86. No será ella quien escriba tu destino
A lo largo de su vida, Saga había sido un aprendiz prometedor, el caballero más brillante de su generación, un magnífico aspirante a líder del santuario y, por fin, un megalómano sin escrúpulos. Pero también se había revelado como un hombre capaz de controlar su entorno y utilizarlo en su favor y aquella vez no sería una excepción, se dijo, haciendo arder su cosmos con tal intensidad que los demás -incluido Aldebarán, que acababa de levantarse bufando de rabia tras el golpe- quedaron cegados por unos segundos.
No cabía duda de que el poder del griego era magnífico, comparable al de la enemiga a la que se enfrentaba, y ella lo reconoció con una amplia sonrisa.
—Vamos, Saga, demuéstrame de qué estás hecho —le provocó, caminando hacia él.
Él cruzó los antebrazos frente al pecho, condensó en ellos su cosmos y lanzó su ataque:
—¡Explosión de...!
La onda expansiva salió despedida de su cuerpo y barrió cuanto encontró hasta llegar a Morrigan, que la detuvo con la palma sin esfuerzo aparente. Sin arredrarse, el caballero redobló su empeño, incrementando la cantidad de energía que enviaba en su ataque, pero ella levantó la otra mano y continuó rechazándolo sin detenerse. Entre ellos surgían llamaradas de luz y estallidos que abrasaban la hierba mientras mantenían su combate, observándose en un silencio tan siniestro como profundo.

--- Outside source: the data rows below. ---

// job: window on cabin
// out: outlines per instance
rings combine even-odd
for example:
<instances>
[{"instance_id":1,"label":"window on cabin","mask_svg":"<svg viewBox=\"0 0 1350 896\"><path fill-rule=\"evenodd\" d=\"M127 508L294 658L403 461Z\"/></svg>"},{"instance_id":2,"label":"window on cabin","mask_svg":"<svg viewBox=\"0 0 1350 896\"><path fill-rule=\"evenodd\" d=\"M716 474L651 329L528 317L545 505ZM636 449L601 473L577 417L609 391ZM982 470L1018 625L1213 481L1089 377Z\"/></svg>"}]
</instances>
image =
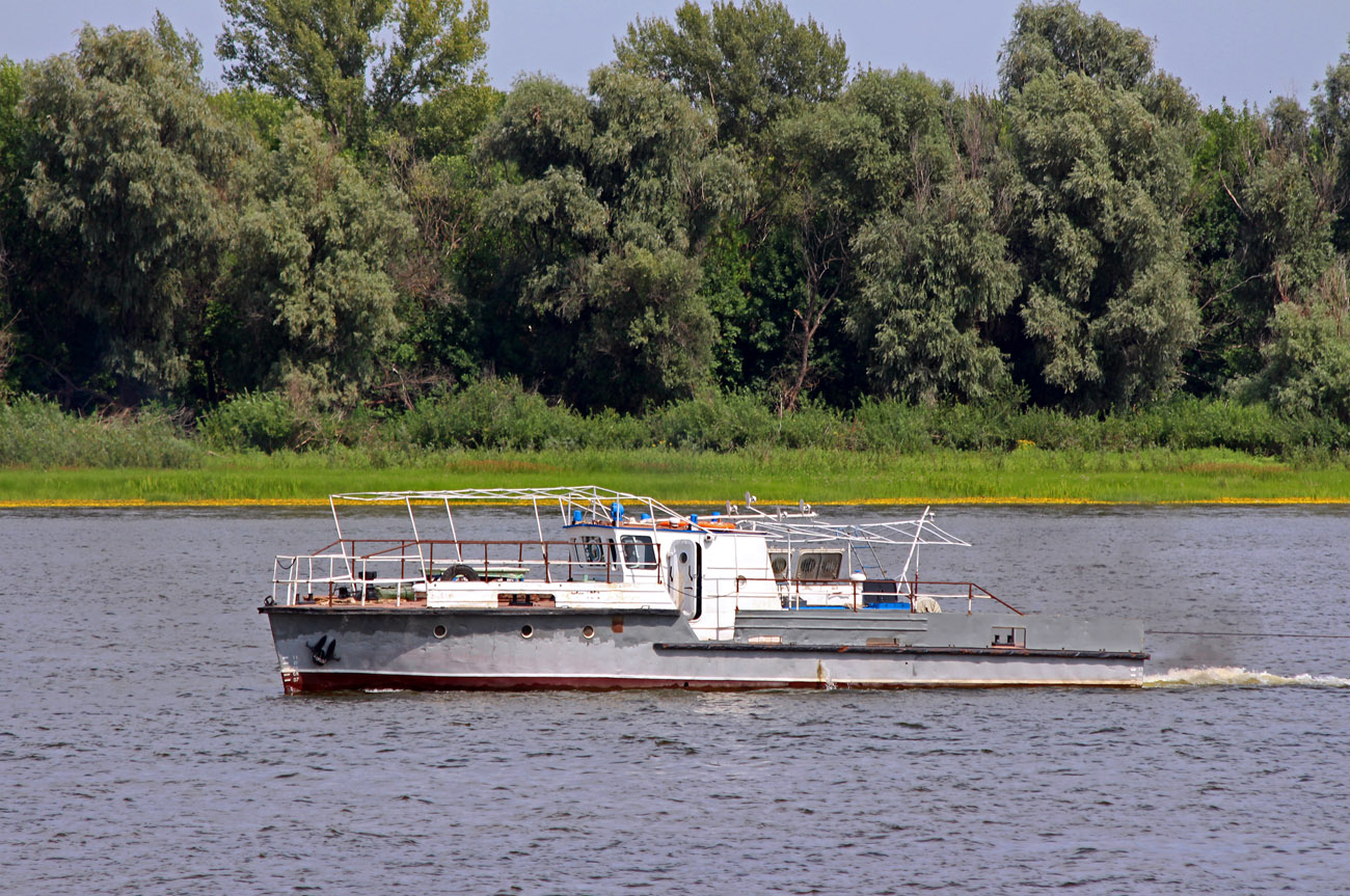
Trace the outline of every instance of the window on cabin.
<instances>
[{"instance_id":1,"label":"window on cabin","mask_svg":"<svg viewBox=\"0 0 1350 896\"><path fill-rule=\"evenodd\" d=\"M605 563L605 548L595 536L582 536L582 557L586 563Z\"/></svg>"},{"instance_id":2,"label":"window on cabin","mask_svg":"<svg viewBox=\"0 0 1350 896\"><path fill-rule=\"evenodd\" d=\"M802 552L796 561L796 578L809 582L838 579L841 565L844 565L842 551Z\"/></svg>"},{"instance_id":3,"label":"window on cabin","mask_svg":"<svg viewBox=\"0 0 1350 896\"><path fill-rule=\"evenodd\" d=\"M624 563L637 569L656 568L656 547L651 536L622 536Z\"/></svg>"}]
</instances>

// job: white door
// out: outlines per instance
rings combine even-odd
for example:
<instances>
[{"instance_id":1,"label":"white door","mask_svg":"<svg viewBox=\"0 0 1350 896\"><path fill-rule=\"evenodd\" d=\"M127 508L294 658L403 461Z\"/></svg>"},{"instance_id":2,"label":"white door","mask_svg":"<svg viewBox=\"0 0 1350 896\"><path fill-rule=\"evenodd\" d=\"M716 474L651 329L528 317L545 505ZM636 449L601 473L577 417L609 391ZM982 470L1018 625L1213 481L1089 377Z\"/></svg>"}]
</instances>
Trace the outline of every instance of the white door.
<instances>
[{"instance_id":1,"label":"white door","mask_svg":"<svg viewBox=\"0 0 1350 896\"><path fill-rule=\"evenodd\" d=\"M703 613L703 549L688 538L671 542L666 571L680 613L697 619Z\"/></svg>"}]
</instances>

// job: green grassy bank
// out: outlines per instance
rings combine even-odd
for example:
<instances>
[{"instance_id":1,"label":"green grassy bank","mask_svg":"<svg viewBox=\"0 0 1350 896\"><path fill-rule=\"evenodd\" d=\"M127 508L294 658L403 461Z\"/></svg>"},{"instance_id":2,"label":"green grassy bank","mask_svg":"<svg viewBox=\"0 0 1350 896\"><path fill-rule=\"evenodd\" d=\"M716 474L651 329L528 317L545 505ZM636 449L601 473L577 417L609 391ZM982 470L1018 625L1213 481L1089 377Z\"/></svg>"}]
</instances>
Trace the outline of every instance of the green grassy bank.
<instances>
[{"instance_id":1,"label":"green grassy bank","mask_svg":"<svg viewBox=\"0 0 1350 896\"><path fill-rule=\"evenodd\" d=\"M213 455L192 468L0 468L0 506L99 503L312 503L338 491L598 484L668 502L1350 502L1343 461L1239 452L1142 449L670 448L428 452L389 464L366 452Z\"/></svg>"}]
</instances>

—¿Está resistiendo una explosión de galaxias sin siquiera parpadear? —inquirió Afrodita, pasmado.
—No, está pidiendo un taxi...
La sarcástica réplica del guardián de Cáncer obedecía a su propio estupor por el incremento en las capacidades de Morrigan: durante su encontronazo en la gruta de Rodorio le había parecido una contrincante fuerte, pero en absoluto invencible; sin embargo, ahora exhibía dones dignos de la diosa que afirmaba ser.
Sin embargo, no tardarían demasiado en ver un desenlace. El ceño apretado del griego y las abultadas venas en el dorso de sus manos demostraban su tensión; el rostro de ella, en cambio, era sereno y apacible y no se alteró un ápice ni siquiera cuando logró enviar el ataque de Saga de vuelta contra él. El caballero, que se mantenía alerta, trató de crear una barrera defensiva con su cosmos para paliar el daño, pero se vio golpeado con tanta violencia que la armadura quedó agujereada a la altura del pecho, revelando un sangriento rosetón que convertía el hecho de respirar en un esfuerzo desmesurado.
—¿Cómo has podido...? —inquirió, desconcertado al ver su técnica neutralizada con tal facilidad y llevándose la mano al corazón para intentar minimizar aquel dolor lacerante.
—¡Deja de menospreciarme, descreído! —le recriminó ella, soberbia, escrutándole desde arriba con una mano en la cadera— Estás ante la única diosa de la guerra. El sacrificio de mi portadora ha reparado mi alma y es Samhain, el momento que esperaba. Sin duda, has notado que tu explosión no tenía la fuerza que habrías querido imprimirle; eso se debe a que estás en mi dimensión, en la cual las leyes físicas escapan al entendimiento humano. Pero no importa dónde nos hallemos, pues esta noche extiendo el síd a mi paso, el mundo entero es mi reino. Vuestro poder se ve disminuido ante mí.
—No puede ser... Mi ataque es letal...
—Quizá en circunstancias normales, pero aquí rigen mis normas. Ahora que estás débil, permite que te deje donde no puedas molestar.
Acuclillada, Morrigan apoyó la frente en la de Saga y las palmas en sus hombreras mientras de sus labios escapaba un murmullo ininteligible que hizo al griego abrir exageradamente los ojos. Sus aliados quisieron auxiliarle, pero ella levantó una defensa que se lo impidió. Deathmask, que todavía sentía palpitar lo poco que quedaba de su nariz, siguió la dirección de la mirada de su antiguo líder y no pudo evitar jadear de asombro al contemplar una nube de insectos repugnantes volando hacia la diosa y el caballero para rodearles. Sus alas, de un verde translúcido, zumbaban como pequeños motores y sus cuerpos, brillantes y viscosos, semejaban pedazos de vísceras en descomposición.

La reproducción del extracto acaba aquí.